La storia italiana conta diversi governi di minoranza. Nella prima Repubblica, con il predominio della Dc, era una pratica piuttosto diffusa insediarsi senza disporre dei numeri necessari e per un po' andare avanti, contando o sull'astensione o sull'assenza (anche per abbandono dell’Aula) di un numero decisivo di parlamentari.

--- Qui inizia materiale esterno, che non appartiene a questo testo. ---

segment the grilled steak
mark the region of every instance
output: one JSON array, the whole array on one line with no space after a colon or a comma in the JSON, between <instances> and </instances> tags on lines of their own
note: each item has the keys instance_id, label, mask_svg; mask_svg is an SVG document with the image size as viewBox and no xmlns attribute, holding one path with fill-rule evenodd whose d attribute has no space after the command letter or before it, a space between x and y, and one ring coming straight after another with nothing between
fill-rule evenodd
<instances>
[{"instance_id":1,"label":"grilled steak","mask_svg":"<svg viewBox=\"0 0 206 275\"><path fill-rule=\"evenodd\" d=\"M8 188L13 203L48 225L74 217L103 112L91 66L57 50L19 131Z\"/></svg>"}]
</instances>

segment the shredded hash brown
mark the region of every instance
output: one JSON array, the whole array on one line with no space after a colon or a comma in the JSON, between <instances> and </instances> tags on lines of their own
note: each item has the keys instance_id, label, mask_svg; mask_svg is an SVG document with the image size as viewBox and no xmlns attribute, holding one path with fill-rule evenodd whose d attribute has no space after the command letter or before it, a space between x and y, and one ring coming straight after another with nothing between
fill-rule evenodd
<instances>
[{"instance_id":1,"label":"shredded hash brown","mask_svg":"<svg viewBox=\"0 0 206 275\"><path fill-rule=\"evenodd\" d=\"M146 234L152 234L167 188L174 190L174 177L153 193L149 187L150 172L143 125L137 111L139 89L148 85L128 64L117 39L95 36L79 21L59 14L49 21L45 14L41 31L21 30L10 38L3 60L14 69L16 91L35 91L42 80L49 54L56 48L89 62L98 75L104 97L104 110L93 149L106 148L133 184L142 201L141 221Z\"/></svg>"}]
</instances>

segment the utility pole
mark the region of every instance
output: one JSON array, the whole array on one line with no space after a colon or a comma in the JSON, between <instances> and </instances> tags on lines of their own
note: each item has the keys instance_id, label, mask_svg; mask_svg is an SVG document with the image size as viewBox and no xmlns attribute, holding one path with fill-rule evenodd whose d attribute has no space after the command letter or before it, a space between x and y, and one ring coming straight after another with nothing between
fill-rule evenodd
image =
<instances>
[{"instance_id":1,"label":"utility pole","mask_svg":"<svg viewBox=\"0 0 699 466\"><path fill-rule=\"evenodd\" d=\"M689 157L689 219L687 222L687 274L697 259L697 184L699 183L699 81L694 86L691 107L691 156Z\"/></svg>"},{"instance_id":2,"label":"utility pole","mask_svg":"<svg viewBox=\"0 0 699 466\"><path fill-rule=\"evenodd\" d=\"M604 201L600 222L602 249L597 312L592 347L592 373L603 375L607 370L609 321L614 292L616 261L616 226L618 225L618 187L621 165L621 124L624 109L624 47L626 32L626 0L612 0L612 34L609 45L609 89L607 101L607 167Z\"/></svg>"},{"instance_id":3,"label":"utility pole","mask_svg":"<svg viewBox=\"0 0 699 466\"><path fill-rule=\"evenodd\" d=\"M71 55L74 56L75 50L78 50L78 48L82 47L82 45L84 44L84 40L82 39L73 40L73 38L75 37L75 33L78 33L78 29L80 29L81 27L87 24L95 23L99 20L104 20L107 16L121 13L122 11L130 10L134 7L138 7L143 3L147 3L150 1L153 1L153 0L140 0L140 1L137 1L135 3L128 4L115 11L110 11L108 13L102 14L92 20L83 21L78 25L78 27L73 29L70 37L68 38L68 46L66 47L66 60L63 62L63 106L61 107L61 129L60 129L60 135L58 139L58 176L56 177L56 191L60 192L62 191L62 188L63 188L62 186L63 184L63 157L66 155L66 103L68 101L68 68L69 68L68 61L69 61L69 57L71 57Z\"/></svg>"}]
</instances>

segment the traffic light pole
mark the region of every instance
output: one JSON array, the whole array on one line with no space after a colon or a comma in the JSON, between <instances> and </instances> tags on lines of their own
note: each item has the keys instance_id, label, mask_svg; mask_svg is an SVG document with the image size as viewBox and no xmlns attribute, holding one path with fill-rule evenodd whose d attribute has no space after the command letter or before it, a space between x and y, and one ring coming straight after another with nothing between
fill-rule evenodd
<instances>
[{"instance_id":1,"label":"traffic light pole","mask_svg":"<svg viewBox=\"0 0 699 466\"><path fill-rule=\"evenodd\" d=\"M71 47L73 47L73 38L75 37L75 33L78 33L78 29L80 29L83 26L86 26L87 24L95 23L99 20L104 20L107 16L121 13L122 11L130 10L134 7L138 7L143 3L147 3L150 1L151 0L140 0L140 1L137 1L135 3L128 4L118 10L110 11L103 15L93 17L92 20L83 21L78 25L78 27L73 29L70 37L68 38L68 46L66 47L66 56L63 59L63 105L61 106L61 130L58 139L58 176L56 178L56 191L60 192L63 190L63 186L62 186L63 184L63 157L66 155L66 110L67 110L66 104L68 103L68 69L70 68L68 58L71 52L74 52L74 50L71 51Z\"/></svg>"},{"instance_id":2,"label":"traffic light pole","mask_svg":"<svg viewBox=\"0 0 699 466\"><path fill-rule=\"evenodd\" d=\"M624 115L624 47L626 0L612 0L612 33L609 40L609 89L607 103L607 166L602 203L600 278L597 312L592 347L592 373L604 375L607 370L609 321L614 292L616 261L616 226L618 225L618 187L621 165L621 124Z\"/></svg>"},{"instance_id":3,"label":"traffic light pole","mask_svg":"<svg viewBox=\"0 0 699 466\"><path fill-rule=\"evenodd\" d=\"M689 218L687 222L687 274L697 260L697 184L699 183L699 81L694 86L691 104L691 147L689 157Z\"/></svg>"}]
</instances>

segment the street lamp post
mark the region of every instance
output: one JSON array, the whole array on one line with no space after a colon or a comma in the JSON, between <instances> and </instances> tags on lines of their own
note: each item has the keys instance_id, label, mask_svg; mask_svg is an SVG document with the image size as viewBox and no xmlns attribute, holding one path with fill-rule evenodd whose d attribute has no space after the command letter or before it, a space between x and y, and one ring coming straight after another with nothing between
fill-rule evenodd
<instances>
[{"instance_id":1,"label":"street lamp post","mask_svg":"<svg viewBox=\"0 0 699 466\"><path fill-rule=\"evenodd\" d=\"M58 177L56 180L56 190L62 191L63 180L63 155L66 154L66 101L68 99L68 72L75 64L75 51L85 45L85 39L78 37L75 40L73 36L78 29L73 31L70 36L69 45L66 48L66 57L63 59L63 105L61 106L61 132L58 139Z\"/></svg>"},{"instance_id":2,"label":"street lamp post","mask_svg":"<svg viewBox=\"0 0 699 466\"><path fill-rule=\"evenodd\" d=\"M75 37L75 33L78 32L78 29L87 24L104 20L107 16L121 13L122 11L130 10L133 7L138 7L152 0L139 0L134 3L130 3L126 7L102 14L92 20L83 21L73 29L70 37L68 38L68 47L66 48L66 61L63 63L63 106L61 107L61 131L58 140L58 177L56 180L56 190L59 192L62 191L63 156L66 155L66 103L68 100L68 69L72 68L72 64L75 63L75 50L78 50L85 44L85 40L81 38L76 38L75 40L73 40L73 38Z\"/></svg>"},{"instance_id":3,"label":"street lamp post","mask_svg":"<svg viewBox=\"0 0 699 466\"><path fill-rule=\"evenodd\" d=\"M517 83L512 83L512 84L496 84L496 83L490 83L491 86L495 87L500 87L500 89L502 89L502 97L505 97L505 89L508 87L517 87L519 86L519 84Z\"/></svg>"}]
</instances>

Il primo fu guidato da Giuseppe Pella, già ministro delle Finanze e poi al Tesoro nei governi De Gasperi. Il presidente della Repubblica Einaudi gli conferì l'incarico con l’esplicito mandato di approvare la legge di bilancio, che all'epoca si doveva varare entro il 30 ottobre. Lui lo fece, rimase in carica dal 17 agosto al 18 gennaio 1954 e poi si dimise. Dopo il record negativo di Amintore Fanfani, che durò appena 23 giorni, si arriva al 1963 quando avviene il passaggio della premiership da Leone a Moro. A luglio Giovanni Leone forma il suo primo governo che riceve solo 255 voti alla Camera e 133 al Senato. Risulta decisiva l'astensione di Psi, Psdi e Pri che però entrarono a pieno titolo nel successivo Moro I a dicembre dello stesso anno.

Nell'agosto 1976 Giulio Andreotti vara il suo terzo governo, quello della non sfiducia, che ottiene appena 136 voti al Senato e 258 alla Camera. Non si opposero Pci, Psi, Pli, Pri, Psdi. Quell'esperienza si concluse nel marzo 1978 con il passaggio di Pci, Psi, Pri, Psdi dalla non sfiducia all'appoggio esterno, il tutto durante i tragici giorni del sequestro Moro.

Anche Berlusconi nel 1994 guida un governo di minoranza. A maggio, il fondatore di Forza Italia si insedia senza avere la maggioranza assoluta al Senato: appena 159 sì (366 alla Camera). Tra questi i senatori a vita Agnelli, Cossiga e Leone. Si astenne Spadolini, ancora scottato dalla sconfitta per un solo di voto di scarto nella battaglia contro Carlo Scognamiglio per la presidenza del Senato. Berlusconi cade dopo pochi mesi, quando la Lega di Bossi gli leva l’appoggio.

Nel gennaio 1995 Lamberto Dini diventa premier, mandando all'opposizione Fi, An e Ccd, ma anche lui, dopo il Berlusconi I, è senza maggioranza assoluta, stavolta alla Camera. Gli votano la fiducia 191 senatori e solo 302 deputati. Si astennero in 270, tra cui lo stesso Berlusconi.

Il governo D'Alema II ottiene nel dicembre 1999 la fiducia di 177 senatori e solo 310 deputati. Si astennero i socialisti di Boselli e Giorgio La Malfa. Rimase in carica per 126 giorni, ovvero 4 mesi e 4 giorni.